‘Pis kokular’ın ardında ne var?
Orhan Bursalı 01 Ocak 1970
Cumhurbaşkanı, ABD’de Zafer Çağlayan hakkında alınan tutuklama kararı üzerine “Burnuma pis kokular geliyor...” dedi. MİT Müsteşarı ve durumu yorumlayabilecek nitelikteki bazı kurmaylarıyla şüphesiz durum ve olasılıklar gözden geçirilmiştir.
Bu “pis kokular”ın altı deşilmedi.
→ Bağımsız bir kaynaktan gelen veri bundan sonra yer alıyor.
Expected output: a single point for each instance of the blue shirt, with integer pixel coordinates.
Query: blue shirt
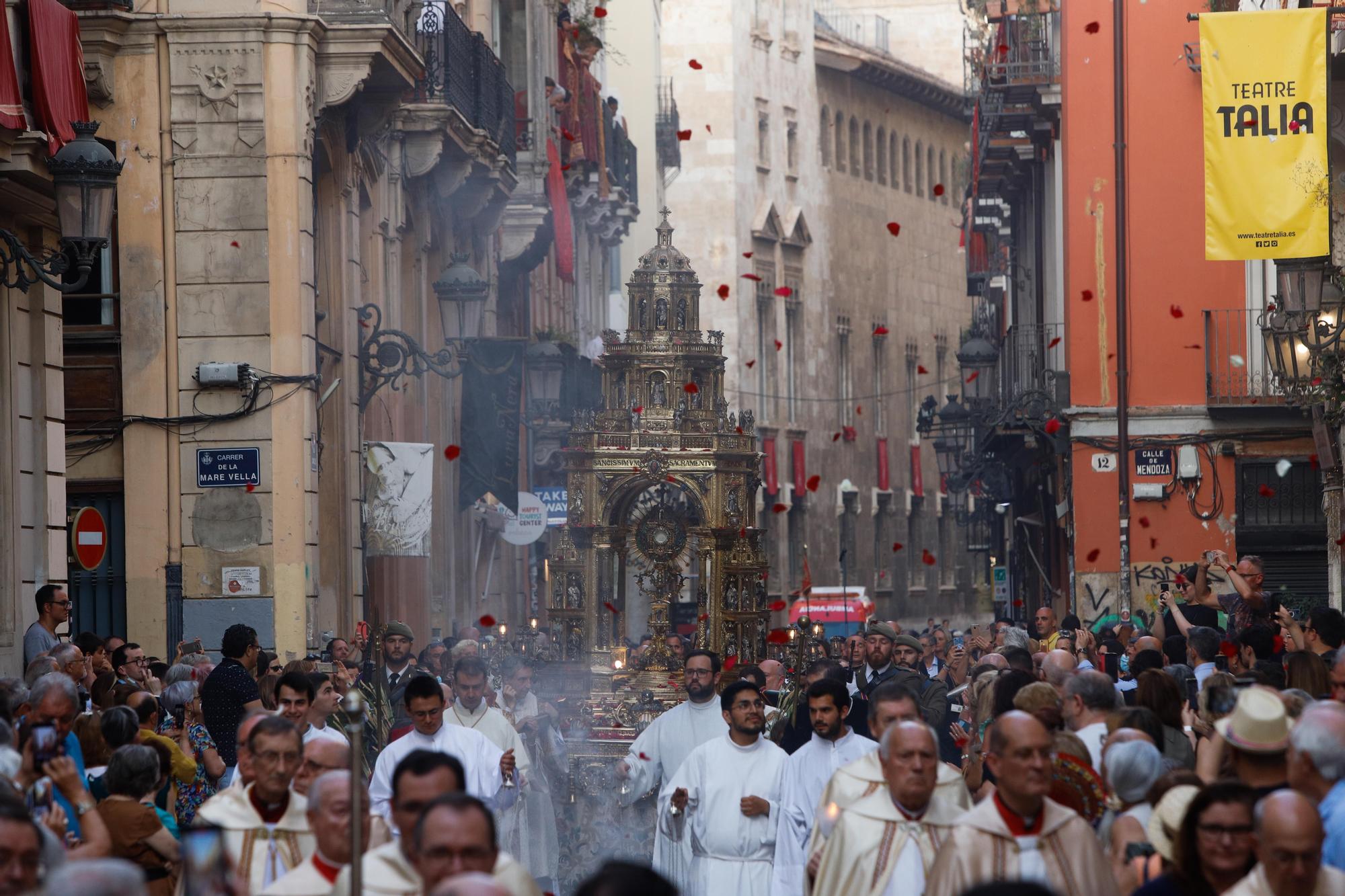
(1334, 821)
(73, 751)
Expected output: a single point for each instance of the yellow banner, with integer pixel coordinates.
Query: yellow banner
(1268, 179)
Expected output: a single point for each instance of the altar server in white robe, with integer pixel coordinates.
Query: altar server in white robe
(884, 844)
(727, 799)
(661, 749)
(485, 764)
(806, 774)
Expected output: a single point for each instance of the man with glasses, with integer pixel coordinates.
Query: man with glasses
(1019, 833)
(660, 751)
(231, 692)
(53, 610)
(727, 801)
(267, 831)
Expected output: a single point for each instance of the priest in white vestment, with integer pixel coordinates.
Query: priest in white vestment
(884, 844)
(727, 799)
(264, 825)
(485, 764)
(806, 774)
(529, 831)
(1019, 833)
(661, 749)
Ama Çağlayan’ın Zarrab davasına dahil edilmesiyle, şüphesiz ki bu kez doğrudan Erdoğan hedef alınmaktadır.
Reza Zarrab’ın (Rıza Sarraf) 21- 22 Mart 2016’da ABD’ye vardığında tutuklanması üzerine, bu köşede 4 Mart 2016 tarihli yazıda şöyle deniyordu: “Sarraf’ın tutuklanması ile yeni bir sayfa açıldı Türkiye’de.. Bu kesin gibi. Türkiye’de iktidarın hem de ABD ile tam papaz olduğu bu sırada, Sarraf’ın şirketleri ve parasal ilişkileri soruşturulurken, Türkiye’deki siyasilerin büyük koruması altında sürdürdüğü parasal faaliyetin, ilişkilerin, rüşvetlerin es geçileceğini düşünmek, büyük safdillik olur...”
Olaylar tam da bu çizgide gelişti.
Dördüncü şok gelir mi?
Zarrab ile birlikte davanın İktidara uzanacağı belliydi. Zarrab iktidarın adamı ve İran’la alışverişin beyni idi, hem de altın transferi sırasında iktidar düzeyinde dağıttığı rüşvetleri ayyuka çıkmıştı. Olay, Zafer Çağlayan’ın 700 bin liralık kol saatinde simgeleşmişti.
Unutmayalım: 4 Bakan siyasi olarak aklanmış, ama AKP’den ve siyasetten tasfiye edilmişti. Ahmet Davutoğlu’nun “Gitsinler Yüce Divan’da aklansınlar” demesine rağmen...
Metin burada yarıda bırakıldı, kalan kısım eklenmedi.